I also think this is partly what The Odyssey is about. A bloke who’d achieved a certain measure of success by midlife now flounders about, trying to find his way back home, and in so doing is forced to re-assess what matters. Nostos, enantiodromia, complicated family ties (storge), the central importance of hospitality (xenia), the increasing frequency of death and bereavement (katabasis) – these are the themes of that great epic, and they were also what I found myself thinking and writing about.

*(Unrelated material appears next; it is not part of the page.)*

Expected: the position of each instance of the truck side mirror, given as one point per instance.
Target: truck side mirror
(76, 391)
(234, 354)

With that uncanny serendipity that tends to accompany a newly-discovered idea, it was suddenly everywhere around me, as though it had been hiding in plain sight all along. I found myself deeply engaged by poems with titles like ‘Nearing Forty’ (Derek Walcott), or ‘Past the Middle of My Life’ (Lorna Crozier), or ‘Mid-Life Mask (Jackie Kay), or poems that began with lines like “I’m turning forty” (Sinéad Morrissey). I was moved by the plangent expressions of parental love across the felt distance of a midlife divorce in poems such as ‘Station’ and ‘Two Gathering’ by Eamon Grennan. I found elegies for deceased parents by midlife poets in almost every collection I read. The themes of midlife nostalgia and hospitality animated my reading of Auden and the three marvellous Johns – Ash, Ashbery, and Koethe.

So, the process of writing this book was a new experience for me. Typically, I find out what I’m doing as I’m doing it, or even at the very end of the process. When I’ve got thirty or forty poems that are worth the candle, I’ll print them off and spread them out across the front room. Suddenly, the book heaves into focus: those two poems there are a pair; those three, placed in that order, imply a partial narrative; that one over there is the mirror double of this one; isn’t it curious that they all seem to be different ways of looking at the same thing. So this is what I’ve been doing!

But with this book, I knew what I was doing from the outset. Maybe that makes it more conscious, more deliberate. TS Eliot once wrote that the bad poet is conscious when he ought to be unconscious and unconscious when he ought to be conscious. I sort of know what I think he means. This book certainly felt like a gentle correction of my usual, more unconscious mode. But it was also more driven, more purposeful. After all, the clock ticking in my study seemed just that little bit louder.


David BriggsDavid Briggs was born in 1972, and grew up in the New Forest. He received an Eric Gregory Award in 2002, and has published three previous collections of poetry – Rain Rider, The Method Men, and Cracked Skull Cinema. From 2019–2023, David was co-editor of the Bristol-based poetry journal Raceme.